Accept the Situation Quickly
If you are behind, spending your remaining time panicking will not help. The first win is to stop pretending you can relearn the entire course in one night. Focus on the material most likely to appear and the concepts worth the most points.
Triage the Syllabus
Look for teacher review sheets, chapter summaries, past papers, slides, and repeated themes. These usually show what is most testable. If you only have a few hours, you need the top 20 percent of topics that could drive most of the score.
Find Likely Topics
Use study guides, reviews, and practice questions to identify common themes.
Recall, Don’t Just Read
Test yourself immediately on the key facts and formulas you identify.
Memorise Frameworks
Learn the core process, essay structure, or equation pattern for the subject.
Sleep
A tired brain usually performs worse than a moderately prepared, rested one.
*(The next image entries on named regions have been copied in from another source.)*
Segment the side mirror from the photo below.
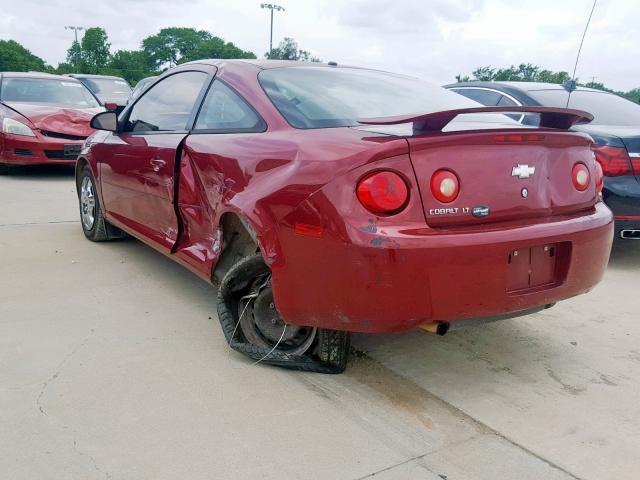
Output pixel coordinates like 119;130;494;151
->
89;112;118;132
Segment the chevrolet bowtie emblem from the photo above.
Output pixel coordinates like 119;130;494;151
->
511;164;536;178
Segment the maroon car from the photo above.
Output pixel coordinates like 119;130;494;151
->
0;72;104;174
76;60;613;372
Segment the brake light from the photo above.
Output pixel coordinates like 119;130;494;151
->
356;170;409;214
571;163;591;192
631;153;640;176
595;162;604;193
494;133;544;143
593;145;631;177
431;170;460;203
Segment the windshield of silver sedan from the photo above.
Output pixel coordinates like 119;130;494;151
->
0;78;99;108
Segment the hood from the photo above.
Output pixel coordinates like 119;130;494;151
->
5;102;104;137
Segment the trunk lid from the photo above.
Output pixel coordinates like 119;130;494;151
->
406;129;597;227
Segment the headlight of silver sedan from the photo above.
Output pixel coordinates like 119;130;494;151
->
2;117;36;137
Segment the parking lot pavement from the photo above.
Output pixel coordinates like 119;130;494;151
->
0;169;640;480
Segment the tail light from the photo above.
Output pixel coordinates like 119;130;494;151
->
571;163;591;192
431;170;460;203
356;170;409;214
594;161;604;193
593;145;632;177
630;153;640;177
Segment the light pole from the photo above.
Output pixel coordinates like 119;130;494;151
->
64;25;84;70
64;25;84;43
260;3;284;56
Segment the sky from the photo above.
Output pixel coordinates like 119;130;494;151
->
0;0;640;91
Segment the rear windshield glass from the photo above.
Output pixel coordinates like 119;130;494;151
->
0;78;99;108
527;89;640;125
259;67;505;128
81;78;131;99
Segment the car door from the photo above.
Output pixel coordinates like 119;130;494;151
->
95;65;215;250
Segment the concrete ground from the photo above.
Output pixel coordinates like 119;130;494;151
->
0;168;640;480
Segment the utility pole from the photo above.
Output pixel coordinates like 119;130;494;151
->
64;25;84;43
64;25;84;70
260;3;284;56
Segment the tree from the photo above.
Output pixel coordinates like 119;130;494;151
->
0;40;51;72
64;40;85;73
178;36;256;63
109;50;156;84
264;37;320;62
58;27;111;73
142;27;213;70
624;87;640;103
456;63;571;83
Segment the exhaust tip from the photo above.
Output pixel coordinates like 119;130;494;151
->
620;230;640;240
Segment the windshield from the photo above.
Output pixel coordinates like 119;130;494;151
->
81;78;131;101
0;78;99;108
259;67;490;128
527;89;640;126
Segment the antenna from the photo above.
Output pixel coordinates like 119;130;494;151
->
564;0;598;108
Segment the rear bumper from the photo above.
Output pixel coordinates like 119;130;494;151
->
273;203;613;332
0;134;84;165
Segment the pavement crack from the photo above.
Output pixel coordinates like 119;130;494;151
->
36;329;95;416
73;438;111;479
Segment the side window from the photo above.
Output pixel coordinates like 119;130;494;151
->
124;72;208;133
195;80;266;132
498;95;518;107
455;88;502;107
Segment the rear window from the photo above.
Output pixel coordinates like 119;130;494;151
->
527;89;640;126
81;78;131;99
259;67;482;128
0;78;99;108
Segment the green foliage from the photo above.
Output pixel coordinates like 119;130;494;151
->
624;87;640;103
264;37;320;62
81;27;111;73
178;37;256;63
456;63;640;103
464;63;571;83
109;50;156;85
0;40;51;72
142;27;212;69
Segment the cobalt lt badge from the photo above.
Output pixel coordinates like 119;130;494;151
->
471;205;490;218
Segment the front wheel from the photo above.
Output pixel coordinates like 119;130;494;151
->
218;254;350;373
77;165;125;242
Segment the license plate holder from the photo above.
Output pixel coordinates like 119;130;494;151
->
507;243;565;293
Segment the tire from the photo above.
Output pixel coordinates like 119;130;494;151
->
77;165;126;242
218;254;350;374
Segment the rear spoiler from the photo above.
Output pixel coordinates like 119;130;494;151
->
358;106;593;132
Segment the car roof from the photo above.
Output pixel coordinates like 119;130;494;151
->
0;72;79;82
444;81;608;93
66;73;124;80
178;58;336;70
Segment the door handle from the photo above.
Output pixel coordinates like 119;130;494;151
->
151;158;167;172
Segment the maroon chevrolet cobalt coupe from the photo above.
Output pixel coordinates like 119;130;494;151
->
0;72;104;174
76;60;613;373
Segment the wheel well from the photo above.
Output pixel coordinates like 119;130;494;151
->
212;213;260;285
76;157;89;190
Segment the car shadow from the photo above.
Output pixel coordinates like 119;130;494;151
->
3;165;75;181
609;240;640;271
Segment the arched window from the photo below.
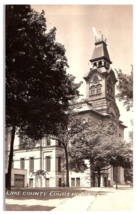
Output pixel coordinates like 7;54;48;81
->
93;75;99;84
89;86;95;96
107;78;112;85
107;78;113;96
96;84;101;94
110;113;115;119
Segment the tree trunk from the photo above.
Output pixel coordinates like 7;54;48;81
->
6;125;15;190
98;167;101;187
64;146;69;187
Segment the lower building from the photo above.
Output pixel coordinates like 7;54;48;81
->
5;36;126;187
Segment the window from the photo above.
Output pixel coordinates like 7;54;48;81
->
76;178;80;187
58;157;61;172
90;86;95;95
20;158;25;169
107;78;113;96
29;157;34;172
99;61;102;66
71;178;75;187
93;75;99;83
97;85;101;94
110;113;115;119
47;136;51;146
19;137;23;145
11;160;14;169
43;137;47;146
58;140;61;146
46;156;50;172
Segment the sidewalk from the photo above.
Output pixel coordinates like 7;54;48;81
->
6;187;133;211
51;188;133;211
51;187;100;211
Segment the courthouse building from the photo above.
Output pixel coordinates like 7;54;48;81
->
5;37;126;187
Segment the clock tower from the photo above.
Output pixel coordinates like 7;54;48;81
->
84;36;120;120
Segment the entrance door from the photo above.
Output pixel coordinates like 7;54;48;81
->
14;175;24;188
71;178;75;187
76;178;80;187
45;178;49;187
29;178;33;187
59;178;61;187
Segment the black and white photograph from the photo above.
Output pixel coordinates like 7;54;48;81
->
3;1;134;212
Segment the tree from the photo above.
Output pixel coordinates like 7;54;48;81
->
32;170;48;186
69;122;132;187
116;66;133;111
124;120;133;183
6;5;79;189
54;97;89;187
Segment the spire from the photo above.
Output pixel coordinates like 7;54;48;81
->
90;35;112;64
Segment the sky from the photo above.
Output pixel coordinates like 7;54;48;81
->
31;5;133;138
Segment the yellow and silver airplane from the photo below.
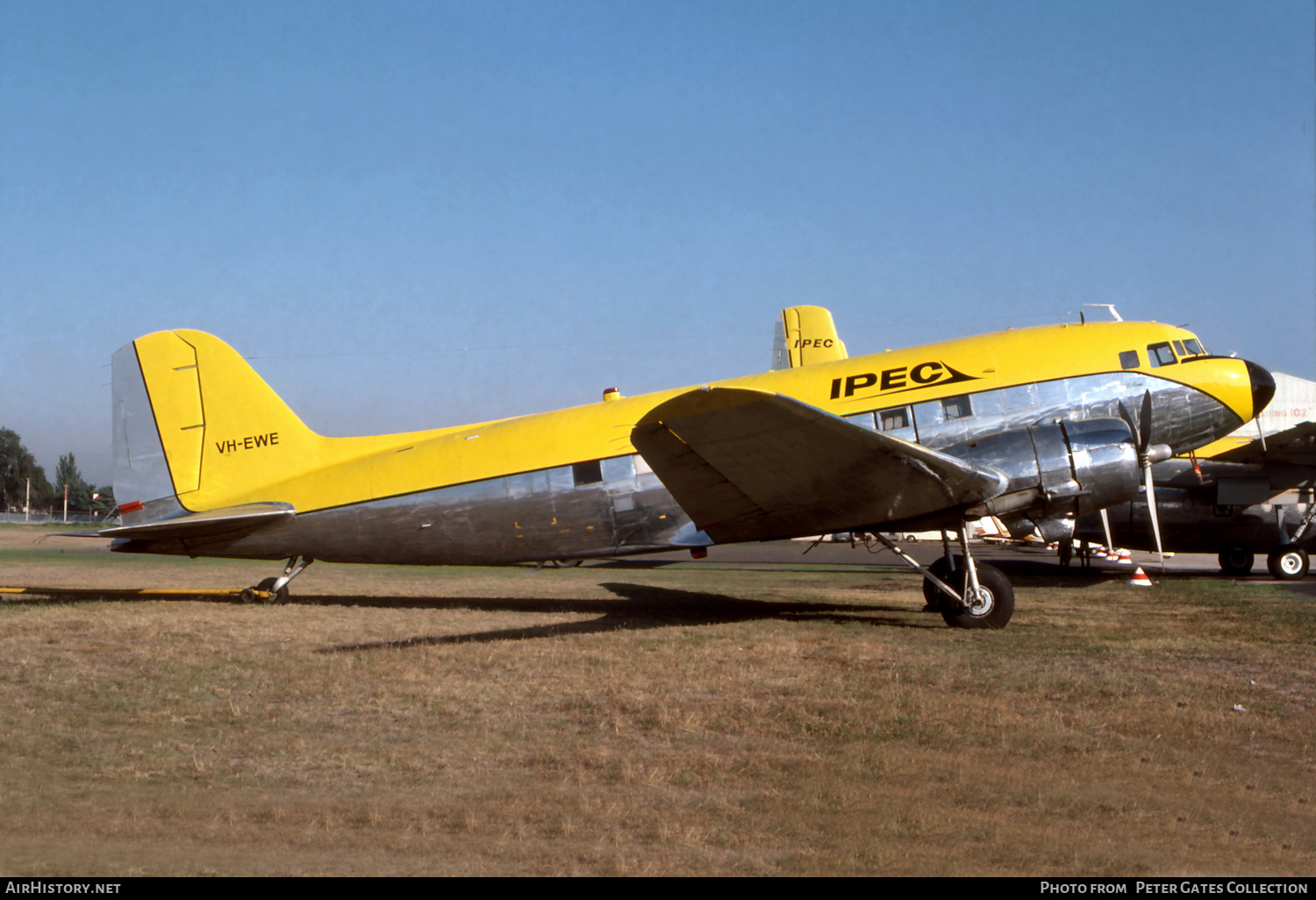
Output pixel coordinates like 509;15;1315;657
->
100;318;1274;628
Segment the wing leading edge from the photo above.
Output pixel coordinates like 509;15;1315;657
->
631;389;1007;544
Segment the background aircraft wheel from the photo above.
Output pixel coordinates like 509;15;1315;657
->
1266;544;1311;582
1216;547;1257;575
254;578;289;604
923;554;965;612
1057;539;1074;566
941;563;1015;628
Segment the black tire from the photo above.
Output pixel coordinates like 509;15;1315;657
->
1266;544;1311;582
255;578;289;605
923;554;965;612
1216;547;1257;576
941;563;1015;628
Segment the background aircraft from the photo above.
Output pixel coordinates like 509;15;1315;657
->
1076;373;1316;581
100;323;1274;628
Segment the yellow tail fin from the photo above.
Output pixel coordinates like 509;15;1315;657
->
773;307;847;368
115;329;325;510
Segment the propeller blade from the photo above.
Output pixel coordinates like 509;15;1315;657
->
1120;400;1142;447
1142;466;1165;575
1139;391;1152;455
1102;507;1115;550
Do a Small Number of Practice Questions
If you can, answer a few real or realistic questions rather than reading endlessly. Even one short practice run shows how the material is likely to appear and which gaps matter most.
Use Test-Day Strategy
Read instructions carefully, answer the easiest questions first, and protect easy points. If you get stuck, skip and return instead of burning too much time. On written tests, clear structure and partial reasoning can still earn marks.
Learn the Lesson for Next Time
Last-minute rescue plans are useful, but they should also teach you what to change. A short weekly review routine, a flashcard deck, or a two-day buffer before the next test can prevent the same panic from happening again.